Your company is considered a “micro-entity” if any of these points are met:
- Your company has a turnover of £632,000 or less
- Your company has £316,000 or less on its balance sheet
- Your company employs 10 people (or fewer)
Micro-entities can prepare accounts that adhere to minimum statutory requirements (Companies House only requires a basic balance sheet with less information). Moreover, micro-entities may also benefit from similar exemptions given to small companies.
However, adhering to your small company’s (or micro-entity) Company Tax Return, statutory accounts have to be sent to both your members and to HMRC.
What Are the Banking Implications of a Dormant Company?
It’s not wise to have a business bank account for your dormant company as there’s a chance it may remain dormant and will not be permitted to receive trading income. Note, if your company spends or receives money, it will instantly lose its dormant status. Even minor actions such as paying bank charges, or obtaining interest, will trigger a change in status from dormant to active.

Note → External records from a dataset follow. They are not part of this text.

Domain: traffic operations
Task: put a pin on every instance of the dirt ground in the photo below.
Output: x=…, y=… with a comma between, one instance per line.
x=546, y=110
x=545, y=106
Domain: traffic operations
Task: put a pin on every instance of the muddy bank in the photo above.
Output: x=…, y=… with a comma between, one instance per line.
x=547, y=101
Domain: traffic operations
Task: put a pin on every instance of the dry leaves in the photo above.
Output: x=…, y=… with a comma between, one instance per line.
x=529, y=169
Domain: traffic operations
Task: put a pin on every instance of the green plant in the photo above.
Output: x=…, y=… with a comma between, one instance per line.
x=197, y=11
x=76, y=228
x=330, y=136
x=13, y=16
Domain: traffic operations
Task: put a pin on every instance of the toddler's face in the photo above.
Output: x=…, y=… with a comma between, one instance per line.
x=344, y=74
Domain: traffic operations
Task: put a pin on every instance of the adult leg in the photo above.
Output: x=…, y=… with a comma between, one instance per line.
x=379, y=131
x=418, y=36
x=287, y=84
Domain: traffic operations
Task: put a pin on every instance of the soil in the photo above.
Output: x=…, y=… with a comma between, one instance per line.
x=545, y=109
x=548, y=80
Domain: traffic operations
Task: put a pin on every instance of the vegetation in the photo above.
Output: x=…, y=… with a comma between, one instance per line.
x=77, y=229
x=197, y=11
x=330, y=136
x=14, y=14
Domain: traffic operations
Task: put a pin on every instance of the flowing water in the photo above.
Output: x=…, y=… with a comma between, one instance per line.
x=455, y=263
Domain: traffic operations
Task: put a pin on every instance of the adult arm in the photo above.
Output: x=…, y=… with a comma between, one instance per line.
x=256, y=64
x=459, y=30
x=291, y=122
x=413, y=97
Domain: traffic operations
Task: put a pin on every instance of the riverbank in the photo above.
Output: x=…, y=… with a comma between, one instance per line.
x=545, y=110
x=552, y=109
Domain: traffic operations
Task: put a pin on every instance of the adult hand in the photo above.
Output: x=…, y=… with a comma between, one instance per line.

Whenever you decide to restart trading, you simply need to open a new business bank account. Until that moment, you should pay for any associated costs with your dormant company through your personal bank account.
There are a number of reasons why you may opt for having a dormant status: protecting your brand name, preparing a restructure, owning intellectual property, and/or dealing with owners with ill health.
However, even if though your company can become dormant at any point, you have to ensure you contact HMRC and file the necessary details at Companies House in a timely manner. Additionally, if you wish to go back to a trading company under your dormant company name, you have to tell HMRC of your status change within three months of trading. This can be done by signing in to your online HMRC account and amending your company to “active for Corporation Tax”.